Roach v. City of Shreveport

ODOM, J.

Ordinance No. 31 of the City of Shreveport, adopted in 1922, provides that it shall be unlawful for any person to leave, unattended, on any of the streets of the city, an automobile for one week or more, and that if any person should leave an automobile, unattended, in the street for a week or more the same shall be taken into the possession of the city and placed in the city barns, subject to inspection by any one who may claim the same, and that any person claiming the property and proving ownership thereof may take it into possession by paying to the city $3.00 for each day it has been impounded; and that in eases where automobiles have been so impounded for a period of ten days without having been claimed by the owner, the Commissioner of Streets and Parks shall advertise and sell the same.

Plaintiff brings this suit against the city for the value of his automobile, and alleges that—

“* * * the officers, agents or employees of said City of Shreveport, La., took possession of said automobile at its location on Laurel street, acting under ordinance No. 31 of 1922 of the City of Shreveport, Louisiana, hereto annexed and made a part hereof, and took it to the police station in said city, all without the knowledge or consent of your petitioner.”

And that—

“* * * thereafter the City of Shreveport, acting under authority of said ordinance No. 31 of 1922, of the said City of Shreveport, Louisiana, and after being duly notified in writing not to sell said automobile, the said City of Shreveport sold said automobile in its then condition on Saturday, June 14, 1924, for an alleged consideration of fifty-two dollars and fifty cents ($52.50), thus putting it beyond the control of said city to return his automobile to him in the condition - it received it.”

According to plaintiff’s allegations, the automobile was left on Laurel Street by a person to whom he had entrusted it, was taken and impounded by the city offi*340cers on April 31st and finally sold on June 14th, approximately six weeks after being impounded; and while he alleges that he notified the city authorities in writing not to sell the car, he does not allege that he or any one for him offered to pay the costs due the city under the terms of the ordinance for impounding and keeping the car.

Without answering to the merits, the city excepted and asked that the suit be dismissed on the ground that no cause of action is disclosed by the petition.

The exception was sustained and plaintiff appealed.

OPINION.

This is an action in tort.
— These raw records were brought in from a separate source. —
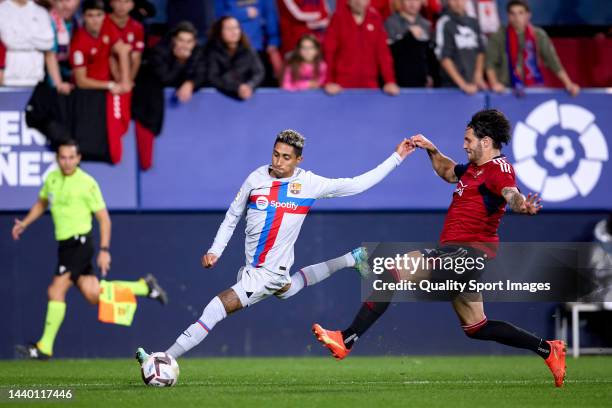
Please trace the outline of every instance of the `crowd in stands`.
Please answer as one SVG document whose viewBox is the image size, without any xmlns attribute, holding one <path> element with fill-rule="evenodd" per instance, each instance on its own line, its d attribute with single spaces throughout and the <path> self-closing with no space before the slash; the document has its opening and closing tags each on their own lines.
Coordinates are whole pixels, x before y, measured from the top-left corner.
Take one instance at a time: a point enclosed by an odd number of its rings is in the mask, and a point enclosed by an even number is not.
<svg viewBox="0 0 612 408">
<path fill-rule="evenodd" d="M 545 65 L 570 94 L 580 90 L 524 0 L 507 2 L 508 26 L 495 0 L 336 0 L 333 13 L 326 0 L 215 0 L 205 33 L 195 13 L 202 2 L 169 2 L 168 17 L 180 22 L 159 36 L 148 30 L 155 6 L 147 0 L 0 0 L 0 85 L 42 84 L 58 97 L 103 92 L 106 116 L 121 122 L 107 124 L 109 132 L 137 120 L 145 168 L 164 87 L 175 89 L 177 103 L 203 86 L 240 100 L 262 86 L 520 93 L 542 84 Z"/>
</svg>

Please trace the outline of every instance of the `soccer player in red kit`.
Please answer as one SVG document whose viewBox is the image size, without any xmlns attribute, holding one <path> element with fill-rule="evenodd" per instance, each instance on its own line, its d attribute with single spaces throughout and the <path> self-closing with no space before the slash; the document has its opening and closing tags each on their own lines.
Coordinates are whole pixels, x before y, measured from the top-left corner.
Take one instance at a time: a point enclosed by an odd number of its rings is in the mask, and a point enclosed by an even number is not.
<svg viewBox="0 0 612 408">
<path fill-rule="evenodd" d="M 480 111 L 468 123 L 463 139 L 468 164 L 455 163 L 422 135 L 413 136 L 411 140 L 415 146 L 427 151 L 438 176 L 449 183 L 456 183 L 457 188 L 446 215 L 439 246 L 436 249 L 410 252 L 408 257 L 493 258 L 499 242 L 497 229 L 506 205 L 514 212 L 527 215 L 537 214 L 542 207 L 537 194 L 525 197 L 519 192 L 514 169 L 501 154 L 502 145 L 510 140 L 510 122 L 500 111 Z M 427 269 L 428 266 L 430 264 L 425 263 L 418 271 L 396 267 L 388 272 L 388 278 L 395 281 L 435 278 L 438 271 L 435 267 Z M 388 301 L 383 302 L 366 301 L 346 330 L 326 330 L 319 324 L 314 324 L 312 330 L 333 356 L 341 360 L 349 354 L 355 341 L 387 310 L 392 296 L 389 293 Z M 510 323 L 488 320 L 484 314 L 481 293 L 455 294 L 452 305 L 468 337 L 497 341 L 535 352 L 545 359 L 554 376 L 555 385 L 563 385 L 563 341 L 546 341 Z"/>
</svg>

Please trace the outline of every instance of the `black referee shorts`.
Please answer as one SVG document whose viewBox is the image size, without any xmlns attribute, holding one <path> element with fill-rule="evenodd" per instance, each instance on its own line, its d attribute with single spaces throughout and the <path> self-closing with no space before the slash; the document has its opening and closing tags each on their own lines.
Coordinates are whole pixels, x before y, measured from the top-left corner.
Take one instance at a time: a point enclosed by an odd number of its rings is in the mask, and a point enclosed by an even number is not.
<svg viewBox="0 0 612 408">
<path fill-rule="evenodd" d="M 75 235 L 63 241 L 58 241 L 56 276 L 70 274 L 70 279 L 76 284 L 79 276 L 94 275 L 91 258 L 94 246 L 91 233 Z"/>
</svg>

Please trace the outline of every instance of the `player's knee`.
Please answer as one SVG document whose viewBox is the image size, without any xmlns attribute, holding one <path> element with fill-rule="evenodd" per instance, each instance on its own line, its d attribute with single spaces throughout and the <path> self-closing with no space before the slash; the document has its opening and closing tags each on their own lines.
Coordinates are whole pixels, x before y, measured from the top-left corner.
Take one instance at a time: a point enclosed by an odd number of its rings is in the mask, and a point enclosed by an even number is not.
<svg viewBox="0 0 612 408">
<path fill-rule="evenodd" d="M 473 323 L 473 324 L 467 324 L 467 325 L 463 325 L 461 326 L 461 328 L 463 329 L 463 332 L 465 333 L 466 336 L 468 336 L 471 339 L 482 339 L 482 328 L 484 326 L 486 326 L 487 324 L 487 318 L 484 317 L 482 320 Z"/>
<path fill-rule="evenodd" d="M 291 296 L 293 296 L 295 294 L 290 289 L 291 289 L 291 284 L 288 283 L 285 286 L 283 286 L 281 289 L 279 289 L 278 292 L 276 292 L 274 294 L 274 296 L 276 296 L 280 300 L 287 300 L 287 299 L 289 299 Z"/>
<path fill-rule="evenodd" d="M 64 285 L 60 285 L 57 282 L 54 282 L 47 288 L 47 297 L 49 298 L 49 300 L 63 302 L 66 298 L 67 291 L 67 287 L 65 287 Z"/>
</svg>

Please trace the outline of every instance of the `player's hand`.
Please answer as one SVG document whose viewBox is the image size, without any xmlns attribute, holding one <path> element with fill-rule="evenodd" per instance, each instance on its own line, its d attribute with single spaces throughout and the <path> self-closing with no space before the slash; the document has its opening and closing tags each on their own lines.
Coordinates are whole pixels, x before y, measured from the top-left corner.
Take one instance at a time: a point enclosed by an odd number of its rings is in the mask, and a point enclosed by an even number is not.
<svg viewBox="0 0 612 408">
<path fill-rule="evenodd" d="M 328 95 L 338 95 L 342 92 L 342 87 L 336 83 L 329 83 L 325 85 L 325 92 Z"/>
<path fill-rule="evenodd" d="M 415 147 L 420 147 L 421 149 L 425 149 L 430 152 L 436 150 L 436 145 L 431 143 L 429 139 L 427 139 L 425 136 L 421 134 L 412 136 L 410 140 L 412 141 Z"/>
<path fill-rule="evenodd" d="M 100 251 L 98 252 L 98 259 L 97 259 L 97 265 L 98 268 L 100 268 L 100 272 L 102 273 L 102 277 L 106 277 L 106 274 L 108 273 L 108 271 L 110 270 L 110 264 L 111 264 L 111 255 L 110 252 L 108 251 Z"/>
<path fill-rule="evenodd" d="M 541 202 L 542 198 L 538 196 L 538 193 L 529 193 L 521 205 L 521 212 L 528 215 L 536 215 L 542 209 Z"/>
<path fill-rule="evenodd" d="M 219 257 L 217 255 L 208 253 L 202 257 L 202 266 L 205 268 L 212 268 L 218 260 Z"/>
<path fill-rule="evenodd" d="M 15 218 L 15 225 L 13 225 L 13 231 L 11 231 L 13 235 L 13 239 L 15 241 L 18 241 L 20 235 L 23 234 L 23 231 L 25 231 L 25 229 L 26 229 L 26 225 L 23 223 L 23 221 Z"/>
<path fill-rule="evenodd" d="M 119 84 L 119 93 L 120 94 L 125 94 L 128 92 L 132 91 L 132 88 L 134 87 L 134 83 L 132 81 L 122 81 Z"/>
<path fill-rule="evenodd" d="M 397 86 L 395 82 L 387 82 L 383 86 L 383 92 L 386 93 L 387 95 L 397 96 L 400 93 L 400 88 L 399 86 Z"/>
<path fill-rule="evenodd" d="M 238 87 L 238 97 L 242 100 L 246 100 L 251 96 L 253 96 L 253 88 L 247 84 L 240 84 Z"/>
<path fill-rule="evenodd" d="M 408 155 L 416 150 L 416 146 L 410 139 L 404 139 L 395 148 L 395 152 L 400 155 L 402 159 L 405 159 Z"/>
<path fill-rule="evenodd" d="M 482 75 L 479 75 L 479 76 L 474 78 L 474 84 L 481 91 L 486 91 L 487 89 L 489 89 L 489 85 L 487 85 L 487 81 L 484 80 Z"/>
</svg>

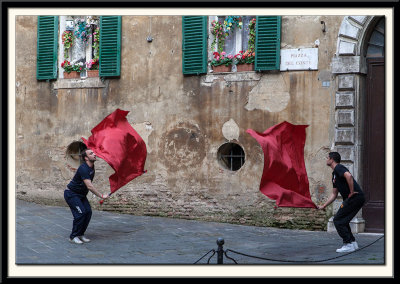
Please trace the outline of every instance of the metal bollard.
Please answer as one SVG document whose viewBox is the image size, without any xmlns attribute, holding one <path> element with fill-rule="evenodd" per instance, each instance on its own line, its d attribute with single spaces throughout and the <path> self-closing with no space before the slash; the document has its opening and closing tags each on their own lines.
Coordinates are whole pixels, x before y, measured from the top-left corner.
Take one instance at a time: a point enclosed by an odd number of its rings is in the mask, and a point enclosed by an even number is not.
<svg viewBox="0 0 400 284">
<path fill-rule="evenodd" d="M 225 243 L 223 238 L 218 238 L 217 245 L 217 264 L 223 264 L 224 262 L 224 249 L 222 248 L 223 244 Z"/>
</svg>

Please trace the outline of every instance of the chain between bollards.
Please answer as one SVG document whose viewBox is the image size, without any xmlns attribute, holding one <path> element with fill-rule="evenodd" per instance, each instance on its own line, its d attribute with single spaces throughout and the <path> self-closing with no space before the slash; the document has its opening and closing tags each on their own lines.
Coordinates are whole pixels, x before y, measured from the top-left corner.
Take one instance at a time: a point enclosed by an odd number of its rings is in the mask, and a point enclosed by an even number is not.
<svg viewBox="0 0 400 284">
<path fill-rule="evenodd" d="M 232 260 L 235 264 L 238 264 L 237 261 L 236 261 L 235 259 L 233 259 L 232 257 L 229 257 L 229 256 L 227 255 L 227 252 L 228 252 L 228 251 L 229 251 L 229 252 L 236 253 L 236 254 L 239 254 L 239 255 L 243 255 L 243 256 L 246 256 L 246 257 L 252 257 L 252 258 L 257 258 L 257 259 L 262 259 L 262 260 L 268 260 L 268 261 L 292 262 L 292 263 L 303 263 L 303 264 L 306 264 L 306 263 L 318 263 L 318 262 L 324 262 L 324 261 L 329 261 L 329 260 L 337 259 L 337 258 L 340 258 L 340 257 L 344 257 L 344 256 L 349 255 L 349 254 L 351 254 L 351 253 L 359 252 L 360 250 L 365 249 L 365 248 L 367 248 L 367 247 L 373 245 L 374 243 L 378 242 L 380 239 L 382 239 L 382 238 L 384 238 L 384 237 L 385 237 L 385 235 L 379 237 L 378 239 L 376 239 L 376 240 L 373 241 L 372 243 L 370 243 L 370 244 L 368 244 L 368 245 L 366 245 L 366 246 L 363 246 L 363 247 L 361 247 L 361 248 L 359 248 L 359 249 L 357 249 L 357 250 L 355 250 L 355 251 L 352 251 L 352 252 L 349 252 L 349 253 L 346 253 L 346 254 L 342 254 L 342 255 L 339 255 L 339 256 L 327 258 L 327 259 L 321 259 L 321 260 L 285 260 L 285 259 L 271 259 L 271 258 L 266 258 L 266 257 L 260 257 L 260 256 L 249 255 L 249 254 L 241 253 L 241 252 L 234 251 L 234 250 L 231 250 L 231 249 L 227 249 L 226 251 L 224 251 L 223 245 L 224 245 L 225 241 L 224 241 L 223 238 L 218 238 L 218 239 L 217 239 L 218 250 L 217 250 L 217 251 L 215 251 L 214 249 L 210 250 L 210 251 L 207 252 L 204 256 L 202 256 L 199 260 L 197 260 L 194 264 L 198 263 L 201 259 L 203 259 L 203 258 L 204 258 L 206 255 L 208 255 L 210 252 L 213 252 L 213 254 L 208 258 L 207 264 L 210 263 L 210 259 L 214 256 L 215 252 L 217 252 L 217 264 L 223 264 L 223 263 L 224 263 L 224 260 L 223 260 L 224 254 L 225 254 L 226 258 Z"/>
</svg>

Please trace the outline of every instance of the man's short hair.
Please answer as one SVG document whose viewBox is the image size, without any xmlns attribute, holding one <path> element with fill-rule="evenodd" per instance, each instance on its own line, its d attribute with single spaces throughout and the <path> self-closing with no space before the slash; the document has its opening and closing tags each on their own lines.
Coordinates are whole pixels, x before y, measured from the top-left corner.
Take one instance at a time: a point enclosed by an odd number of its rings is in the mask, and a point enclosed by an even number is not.
<svg viewBox="0 0 400 284">
<path fill-rule="evenodd" d="M 336 163 L 340 163 L 341 157 L 338 152 L 330 152 L 329 153 L 329 158 L 333 159 Z"/>
</svg>

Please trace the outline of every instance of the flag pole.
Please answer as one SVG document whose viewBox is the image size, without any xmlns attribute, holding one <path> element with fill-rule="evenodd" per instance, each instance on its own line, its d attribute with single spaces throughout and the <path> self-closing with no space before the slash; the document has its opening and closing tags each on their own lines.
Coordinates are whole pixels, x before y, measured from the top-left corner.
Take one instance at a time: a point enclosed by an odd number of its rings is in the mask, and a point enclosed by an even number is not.
<svg viewBox="0 0 400 284">
<path fill-rule="evenodd" d="M 143 173 L 144 173 L 144 174 L 147 173 L 147 170 L 144 170 Z M 108 197 L 110 197 L 111 194 L 113 194 L 113 192 L 110 192 L 110 193 L 108 194 Z M 101 200 L 99 201 L 99 203 L 100 203 L 100 205 L 103 205 L 104 199 L 101 199 Z"/>
</svg>

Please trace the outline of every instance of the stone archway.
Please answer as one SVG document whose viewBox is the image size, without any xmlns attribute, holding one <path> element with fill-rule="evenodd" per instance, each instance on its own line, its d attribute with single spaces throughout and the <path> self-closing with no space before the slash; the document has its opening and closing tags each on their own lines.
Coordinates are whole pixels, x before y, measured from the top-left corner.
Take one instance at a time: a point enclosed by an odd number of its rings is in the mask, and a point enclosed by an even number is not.
<svg viewBox="0 0 400 284">
<path fill-rule="evenodd" d="M 367 74 L 366 58 L 363 55 L 365 40 L 380 17 L 346 16 L 339 29 L 337 51 L 332 59 L 332 74 L 336 78 L 335 128 L 332 150 L 342 156 L 342 163 L 350 170 L 362 186 L 363 154 L 363 103 Z M 334 203 L 334 213 L 341 200 Z M 333 217 L 328 231 L 334 231 Z M 355 233 L 364 232 L 365 220 L 362 211 L 350 223 Z"/>
</svg>

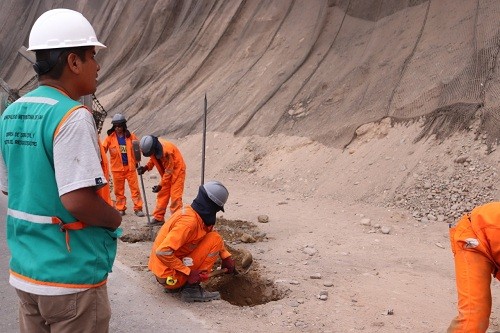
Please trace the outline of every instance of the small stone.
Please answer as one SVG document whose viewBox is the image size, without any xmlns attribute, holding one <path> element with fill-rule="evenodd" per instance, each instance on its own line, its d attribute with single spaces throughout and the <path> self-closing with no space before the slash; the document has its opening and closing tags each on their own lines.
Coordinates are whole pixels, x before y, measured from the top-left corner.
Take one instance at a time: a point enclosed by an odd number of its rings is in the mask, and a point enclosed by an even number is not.
<svg viewBox="0 0 500 333">
<path fill-rule="evenodd" d="M 318 250 L 316 250 L 314 247 L 306 246 L 305 248 L 302 249 L 302 252 L 310 256 L 313 256 L 316 254 L 316 252 L 318 252 Z"/>
<path fill-rule="evenodd" d="M 243 243 L 255 243 L 256 242 L 255 238 L 252 235 L 249 235 L 249 234 L 243 234 L 243 235 L 241 235 L 240 240 Z"/>
<path fill-rule="evenodd" d="M 267 215 L 259 215 L 257 216 L 257 221 L 260 223 L 268 223 L 269 222 L 269 216 Z"/>
<path fill-rule="evenodd" d="M 359 222 L 361 223 L 361 225 L 366 225 L 366 226 L 369 226 L 372 224 L 371 220 L 370 219 L 361 219 L 361 221 Z"/>
<path fill-rule="evenodd" d="M 311 279 L 316 279 L 319 280 L 321 279 L 321 274 L 320 273 L 314 273 L 310 276 Z"/>
<path fill-rule="evenodd" d="M 391 232 L 391 228 L 390 227 L 382 227 L 382 228 L 380 228 L 380 232 L 385 234 L 385 235 L 388 235 Z"/>
</svg>

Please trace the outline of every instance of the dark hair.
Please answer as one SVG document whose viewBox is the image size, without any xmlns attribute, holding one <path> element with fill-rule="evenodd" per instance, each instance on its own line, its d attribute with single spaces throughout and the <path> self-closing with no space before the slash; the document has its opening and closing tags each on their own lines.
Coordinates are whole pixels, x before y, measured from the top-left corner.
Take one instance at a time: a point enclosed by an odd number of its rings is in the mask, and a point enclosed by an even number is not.
<svg viewBox="0 0 500 333">
<path fill-rule="evenodd" d="M 40 75 L 47 75 L 52 79 L 59 79 L 62 75 L 64 66 L 68 63 L 68 55 L 76 54 L 80 60 L 85 62 L 85 53 L 92 46 L 70 47 L 50 50 L 37 50 L 36 63 L 33 64 L 35 72 Z"/>
</svg>

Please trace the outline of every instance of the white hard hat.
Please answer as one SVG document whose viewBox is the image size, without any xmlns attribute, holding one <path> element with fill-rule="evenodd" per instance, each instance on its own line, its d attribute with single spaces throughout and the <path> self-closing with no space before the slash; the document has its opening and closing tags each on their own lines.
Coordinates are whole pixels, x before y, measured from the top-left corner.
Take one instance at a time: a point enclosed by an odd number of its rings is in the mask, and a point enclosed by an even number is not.
<svg viewBox="0 0 500 333">
<path fill-rule="evenodd" d="M 43 13 L 31 28 L 28 51 L 68 47 L 106 47 L 97 40 L 94 28 L 79 12 L 52 9 Z"/>
<path fill-rule="evenodd" d="M 207 191 L 207 195 L 217 206 L 224 211 L 224 204 L 229 197 L 229 192 L 226 187 L 219 181 L 210 181 L 203 184 L 203 188 Z"/>
<path fill-rule="evenodd" d="M 113 116 L 113 119 L 111 120 L 111 124 L 123 124 L 126 123 L 127 119 L 125 119 L 125 116 L 122 115 L 121 113 L 117 113 Z"/>
</svg>

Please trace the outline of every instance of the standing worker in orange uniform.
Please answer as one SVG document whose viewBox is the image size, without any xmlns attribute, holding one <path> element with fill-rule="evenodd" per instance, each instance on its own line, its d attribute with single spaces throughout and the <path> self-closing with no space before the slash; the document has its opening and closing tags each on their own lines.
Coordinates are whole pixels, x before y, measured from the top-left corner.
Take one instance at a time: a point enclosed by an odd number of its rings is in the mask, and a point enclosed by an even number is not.
<svg viewBox="0 0 500 333">
<path fill-rule="evenodd" d="M 458 316 L 448 333 L 484 333 L 490 324 L 491 277 L 500 279 L 500 201 L 478 206 L 450 226 Z"/>
<path fill-rule="evenodd" d="M 156 167 L 161 175 L 158 185 L 153 186 L 156 197 L 156 208 L 150 225 L 165 223 L 165 211 L 170 201 L 170 212 L 173 214 L 182 207 L 182 193 L 186 179 L 186 164 L 180 150 L 171 142 L 158 139 L 153 135 L 142 137 L 140 142 L 142 154 L 149 157 L 146 165 L 137 168 L 142 175 Z"/>
<path fill-rule="evenodd" d="M 166 292 L 181 291 L 185 302 L 220 299 L 219 292 L 200 286 L 220 257 L 226 273 L 235 271 L 231 253 L 221 235 L 213 230 L 218 211 L 224 211 L 229 192 L 218 181 L 200 186 L 189 206 L 173 214 L 165 223 L 151 248 L 148 267 Z"/>
<path fill-rule="evenodd" d="M 134 202 L 134 213 L 139 217 L 145 216 L 142 212 L 141 192 L 137 180 L 136 161 L 132 150 L 132 141 L 138 140 L 134 133 L 127 129 L 127 120 L 117 113 L 111 120 L 113 126 L 108 130 L 108 136 L 102 143 L 104 150 L 109 151 L 111 157 L 111 173 L 113 174 L 113 185 L 116 196 L 115 207 L 121 215 L 127 210 L 127 198 L 125 197 L 125 180 L 128 181 L 132 201 Z"/>
</svg>

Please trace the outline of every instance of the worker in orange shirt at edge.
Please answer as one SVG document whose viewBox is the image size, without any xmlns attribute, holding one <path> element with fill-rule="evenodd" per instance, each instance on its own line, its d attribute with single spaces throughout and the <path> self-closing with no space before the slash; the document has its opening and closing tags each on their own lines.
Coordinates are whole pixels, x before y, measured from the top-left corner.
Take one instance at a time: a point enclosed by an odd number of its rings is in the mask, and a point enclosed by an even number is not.
<svg viewBox="0 0 500 333">
<path fill-rule="evenodd" d="M 448 333 L 484 333 L 490 323 L 491 277 L 500 280 L 500 202 L 490 202 L 450 225 L 458 316 Z"/>
<path fill-rule="evenodd" d="M 191 205 L 175 212 L 165 223 L 151 248 L 148 267 L 165 292 L 181 291 L 185 302 L 220 299 L 219 292 L 200 286 L 220 257 L 226 273 L 234 273 L 235 263 L 221 235 L 213 230 L 216 214 L 224 211 L 229 192 L 218 181 L 199 187 Z"/>
<path fill-rule="evenodd" d="M 134 202 L 134 213 L 139 217 L 143 217 L 145 215 L 142 212 L 141 192 L 139 191 L 139 182 L 135 172 L 137 162 L 132 148 L 132 141 L 138 139 L 134 133 L 127 129 L 127 120 L 122 114 L 115 114 L 111 124 L 113 126 L 108 130 L 108 136 L 104 139 L 102 146 L 106 152 L 109 151 L 111 157 L 111 173 L 113 174 L 116 197 L 115 208 L 121 215 L 125 215 L 127 210 L 126 180 Z"/>
<path fill-rule="evenodd" d="M 102 167 L 102 172 L 104 173 L 104 177 L 106 178 L 106 185 L 98 189 L 96 192 L 104 201 L 108 203 L 108 205 L 113 207 L 113 200 L 111 200 L 111 188 L 109 186 L 109 179 L 110 179 L 109 161 L 108 157 L 106 156 L 106 151 L 102 146 L 101 138 L 97 137 L 97 143 L 99 145 L 99 151 L 101 153 L 101 167 Z"/>
<path fill-rule="evenodd" d="M 142 175 L 155 166 L 161 175 L 160 183 L 153 186 L 153 193 L 158 195 L 153 219 L 149 222 L 149 225 L 161 225 L 165 223 L 165 211 L 169 201 L 171 214 L 182 207 L 186 164 L 180 150 L 173 143 L 158 139 L 156 136 L 143 136 L 140 148 L 142 154 L 149 157 L 149 161 L 146 165 L 138 167 L 137 173 Z"/>
</svg>

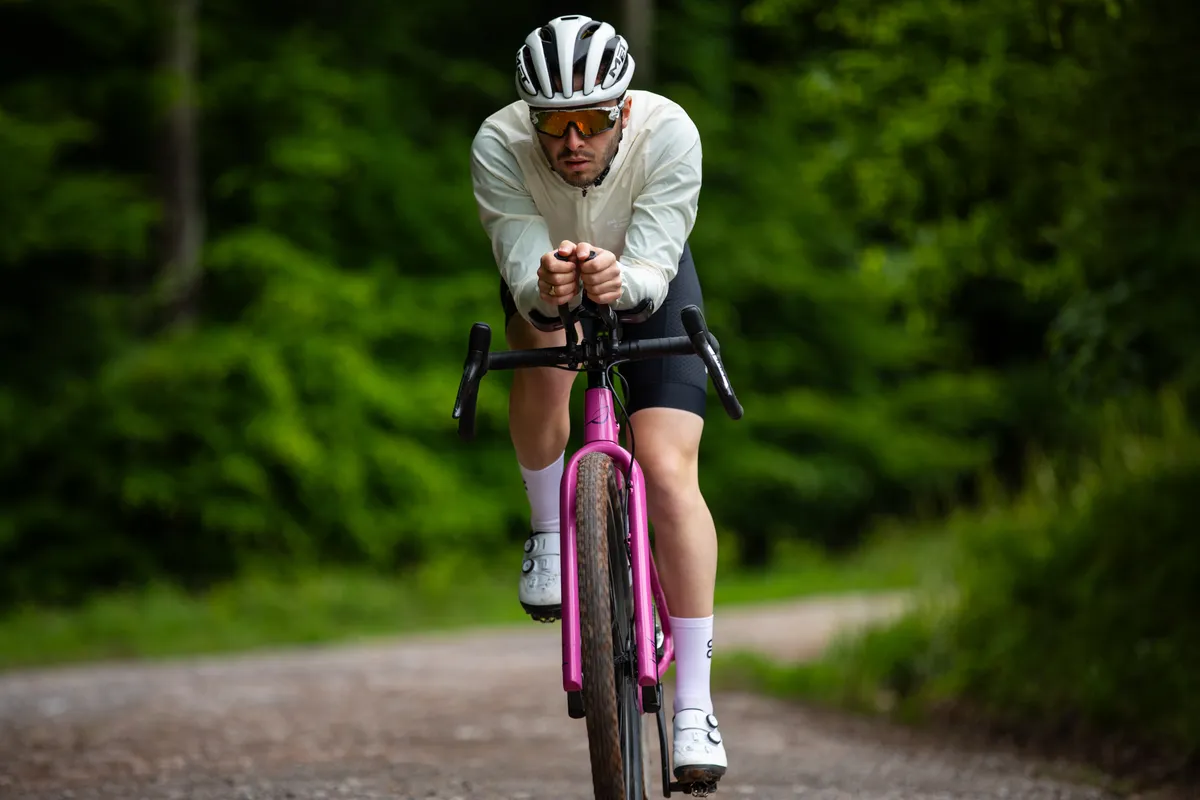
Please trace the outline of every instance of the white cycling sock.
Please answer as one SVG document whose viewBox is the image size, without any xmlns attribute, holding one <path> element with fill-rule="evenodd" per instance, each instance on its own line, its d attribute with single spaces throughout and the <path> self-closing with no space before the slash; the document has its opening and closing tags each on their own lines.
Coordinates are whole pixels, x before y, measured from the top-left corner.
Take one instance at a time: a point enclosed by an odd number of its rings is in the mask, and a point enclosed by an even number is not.
<svg viewBox="0 0 1200 800">
<path fill-rule="evenodd" d="M 529 498 L 529 524 L 541 533 L 558 533 L 558 491 L 562 481 L 563 461 L 566 453 L 548 467 L 539 470 L 521 467 L 521 480 L 525 482 L 525 495 Z"/>
<path fill-rule="evenodd" d="M 711 714 L 713 618 L 670 617 L 670 621 L 675 639 L 675 713 L 699 708 Z"/>
</svg>

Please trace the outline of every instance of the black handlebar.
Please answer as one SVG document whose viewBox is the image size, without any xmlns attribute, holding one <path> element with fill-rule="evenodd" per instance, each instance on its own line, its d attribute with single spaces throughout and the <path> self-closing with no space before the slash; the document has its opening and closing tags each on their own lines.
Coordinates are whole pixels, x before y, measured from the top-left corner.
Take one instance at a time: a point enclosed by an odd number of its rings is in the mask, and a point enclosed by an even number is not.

Counsel for appellant say in brief:

“There is no doubt that a municipality is not liable for the acts of its agents who act ultra vires its corporate powers.
“The officers in this case were acting under city ordinance No. 31 of 1922, and the city has ratified their' action as set forth in paragraphs five, six, seven, eight and nine of plaintiff’s petition.”

Plaintiff has not attacked the validity of the city ordinance under which it is said the officers acted in impounding and selling his automobile, and in the absence of such attack we assume that it is conceded that the city acted within the scope of its powers in adopting the ordinance.

“Municipalities exercise two-fold functions — the one governmental or public and the other municipal or private.”

The municipality of the City of Shreveport, in the adoption of Ordinance No. 31 of 1922, directing its officers to clear the streets of the city of abandoned automobiles, was exercising a purely governmental function.

It is alleged that the officers and agents of the city “in this case were acting under” said ordinance. They were therefore exercising for the city a governmental function.

In the recent case of Howard vs. City of New Orleans, 159 La. 443, 105 South, 443, the court said:

“This court has recognized for some years that a'municipality is not responsible for damages committed by its agents and appointees, while such agents and appointees are exercising for it governmental functions.”

In the case of West Monroe Mfg. Co. vs. Town of West Monroe, 146 La. 641, 83 South. 881, after stating that municipal corporations exercise two-fold functions, the one governmental or public and the other municipal or private, the court said:

“For damages occasioned while in the performance of the first they are exempt from liability.”

The court, in the case of Hall vs. City of Shreveport, 157 La. 589, 12 South. 680, announced the same rule, and said, with reference to the city’s liability in cases of this kind:

“In its public character, as the agent of the state, it becomes the representative of sovereignty, and is not answerable for the nonfeasance or malfeasance of its public agents.”

It isj alleged that the officers, as agent of the city, acted under and by virtue of said ordinance. Their acts in taking possession of the abandoned automobile and subsequently selling it were therefore legal. They were clothed with full authority to do what it is alleged they did. They therefore committed no tort, no wrong. The city and its officers are protected by an ordinance the legality of which is not attacked.

*341It is alleged, however, that certain parts of the car were removed from it while it was in possession of the city, through the fault and negligence of the officers. But plaintiff is not suing for damage to the car; he is asking for the value thereof as it stood when the city took charge of it under the ordinance. But if he were asking for damages to the car, he could not recover, because the city is not liable for damages resulting from the negligence of its officers in the exercise of purely governmental functions.

The judgment appealed from is affirmed with costs.